I didn't think I had to distinguish between industrial water treatment plant skimmers and aquarium skimmers.  Lol, though I'm sure everyone would love to have multi million dollar skimmers on their FW tanks. It would require one hell of a bubble trap! Even those giant 6' tall aquarium skimmers would work on a FW, but only to a small degree that it would on SW. Aquarium skimmers are expensive enough to have not work efficiently on your FW tanks.

Just like waterfalls, you can sometimes see it on the shorelines where waves constantly crash. It happens in many areas of the great lakes, no doubt there is lots in that water that could be skimmed.


----------



## adrenaline (Jan 17, 2011)

you don't need a surface skimmer to remove the oily film. sufficient surface agitation is all you need to avoid that. Basically surface agitation allows it to be borken up and removed through regular filtration. 

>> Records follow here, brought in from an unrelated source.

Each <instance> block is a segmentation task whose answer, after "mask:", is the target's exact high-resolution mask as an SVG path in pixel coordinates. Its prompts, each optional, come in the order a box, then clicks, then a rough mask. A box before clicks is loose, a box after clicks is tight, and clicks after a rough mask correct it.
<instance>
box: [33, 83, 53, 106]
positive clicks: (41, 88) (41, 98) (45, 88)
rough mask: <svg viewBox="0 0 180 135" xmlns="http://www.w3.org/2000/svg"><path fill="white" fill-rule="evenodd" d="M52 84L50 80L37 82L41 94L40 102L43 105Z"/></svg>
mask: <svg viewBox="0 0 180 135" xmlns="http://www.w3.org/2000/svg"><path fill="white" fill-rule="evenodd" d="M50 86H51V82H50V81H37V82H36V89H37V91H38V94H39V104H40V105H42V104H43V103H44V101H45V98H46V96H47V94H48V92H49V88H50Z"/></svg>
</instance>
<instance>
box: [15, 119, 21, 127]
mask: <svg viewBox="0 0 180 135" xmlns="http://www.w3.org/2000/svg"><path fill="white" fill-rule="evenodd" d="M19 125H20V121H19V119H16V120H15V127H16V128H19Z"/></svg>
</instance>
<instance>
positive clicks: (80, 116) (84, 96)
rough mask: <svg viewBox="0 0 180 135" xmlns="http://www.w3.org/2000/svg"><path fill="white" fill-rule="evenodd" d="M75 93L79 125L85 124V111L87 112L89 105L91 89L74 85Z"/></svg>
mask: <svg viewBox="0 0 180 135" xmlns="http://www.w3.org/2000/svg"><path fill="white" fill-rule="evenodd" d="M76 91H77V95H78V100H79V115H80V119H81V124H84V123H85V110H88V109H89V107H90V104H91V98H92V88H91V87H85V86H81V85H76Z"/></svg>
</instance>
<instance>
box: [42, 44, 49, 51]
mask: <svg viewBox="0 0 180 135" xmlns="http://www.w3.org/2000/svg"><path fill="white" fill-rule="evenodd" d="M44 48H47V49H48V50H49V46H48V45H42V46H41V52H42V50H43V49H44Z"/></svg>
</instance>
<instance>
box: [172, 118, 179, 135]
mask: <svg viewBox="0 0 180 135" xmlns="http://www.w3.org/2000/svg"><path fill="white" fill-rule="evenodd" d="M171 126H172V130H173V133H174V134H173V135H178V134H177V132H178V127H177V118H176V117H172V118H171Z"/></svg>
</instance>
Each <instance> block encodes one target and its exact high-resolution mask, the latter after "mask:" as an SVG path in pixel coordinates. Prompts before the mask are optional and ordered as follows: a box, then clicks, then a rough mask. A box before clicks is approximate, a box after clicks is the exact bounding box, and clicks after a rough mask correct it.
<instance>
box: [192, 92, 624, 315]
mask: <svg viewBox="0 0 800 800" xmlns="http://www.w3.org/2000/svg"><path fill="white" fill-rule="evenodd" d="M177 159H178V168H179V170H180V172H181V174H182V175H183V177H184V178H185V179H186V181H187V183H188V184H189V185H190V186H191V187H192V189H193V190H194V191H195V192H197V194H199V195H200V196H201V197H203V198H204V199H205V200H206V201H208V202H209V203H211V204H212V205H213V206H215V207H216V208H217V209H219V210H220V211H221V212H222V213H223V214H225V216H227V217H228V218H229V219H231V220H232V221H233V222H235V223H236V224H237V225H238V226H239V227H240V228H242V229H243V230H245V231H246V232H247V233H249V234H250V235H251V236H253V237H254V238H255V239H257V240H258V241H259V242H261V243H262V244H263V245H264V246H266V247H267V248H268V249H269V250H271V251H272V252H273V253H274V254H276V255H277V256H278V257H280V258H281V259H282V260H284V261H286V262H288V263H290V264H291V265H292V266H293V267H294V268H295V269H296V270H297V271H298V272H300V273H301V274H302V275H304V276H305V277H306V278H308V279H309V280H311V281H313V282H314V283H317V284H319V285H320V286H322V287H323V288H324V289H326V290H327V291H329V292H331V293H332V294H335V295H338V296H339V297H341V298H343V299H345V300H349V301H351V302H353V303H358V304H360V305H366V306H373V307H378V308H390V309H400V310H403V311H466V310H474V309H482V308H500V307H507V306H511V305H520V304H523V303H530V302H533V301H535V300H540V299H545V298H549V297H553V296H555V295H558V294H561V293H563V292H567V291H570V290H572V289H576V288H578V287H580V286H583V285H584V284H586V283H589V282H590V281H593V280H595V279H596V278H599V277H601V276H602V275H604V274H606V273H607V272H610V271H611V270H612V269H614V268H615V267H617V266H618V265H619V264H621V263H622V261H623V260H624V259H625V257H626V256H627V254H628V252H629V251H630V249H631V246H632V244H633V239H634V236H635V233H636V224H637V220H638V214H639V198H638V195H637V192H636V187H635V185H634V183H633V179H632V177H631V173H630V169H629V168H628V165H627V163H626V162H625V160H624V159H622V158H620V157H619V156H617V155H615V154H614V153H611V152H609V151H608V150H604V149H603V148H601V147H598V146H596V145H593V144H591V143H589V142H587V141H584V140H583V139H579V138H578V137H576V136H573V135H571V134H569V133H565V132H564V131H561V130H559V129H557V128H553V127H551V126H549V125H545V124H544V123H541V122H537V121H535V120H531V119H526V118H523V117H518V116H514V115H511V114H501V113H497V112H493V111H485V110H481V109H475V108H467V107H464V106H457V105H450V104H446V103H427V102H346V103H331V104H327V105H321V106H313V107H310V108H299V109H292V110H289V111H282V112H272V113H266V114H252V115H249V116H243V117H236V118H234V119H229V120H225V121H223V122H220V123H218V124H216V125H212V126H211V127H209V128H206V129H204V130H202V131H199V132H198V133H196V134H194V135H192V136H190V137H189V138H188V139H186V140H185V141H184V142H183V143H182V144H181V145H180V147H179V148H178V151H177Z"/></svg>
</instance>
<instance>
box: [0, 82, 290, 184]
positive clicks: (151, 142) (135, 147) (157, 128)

Don't get me wrong here as surface extractors will always help... Just saying they are not necessary to avoid the oily surface residue. I use power heads for additional surface aggitation in my larger tanks to prevent this. In smaller tanks the mail filter (usually has a spray bar) tends to be enough.


----------



## J-P (Feb 27, 2011)

adrenaline said:


> you don't need a surface skimmer to remove the oily film. sufficient surface agitation is all you need to avoid that. Basically surface agitation allows it to be borken up and removed through regular filtration.
> 
> Don't get me wrong here as surface extractors will always help... Just saying they are not necessary to avoid the oily surface residue. I use power heads for additional surface aggitation in my larger tanks to prevent this. In smaller tanks the mail filter (usually has a spray bar) tends to be enough.


+1

PM me if you want to test a SW skimmer with a FW tank.


----------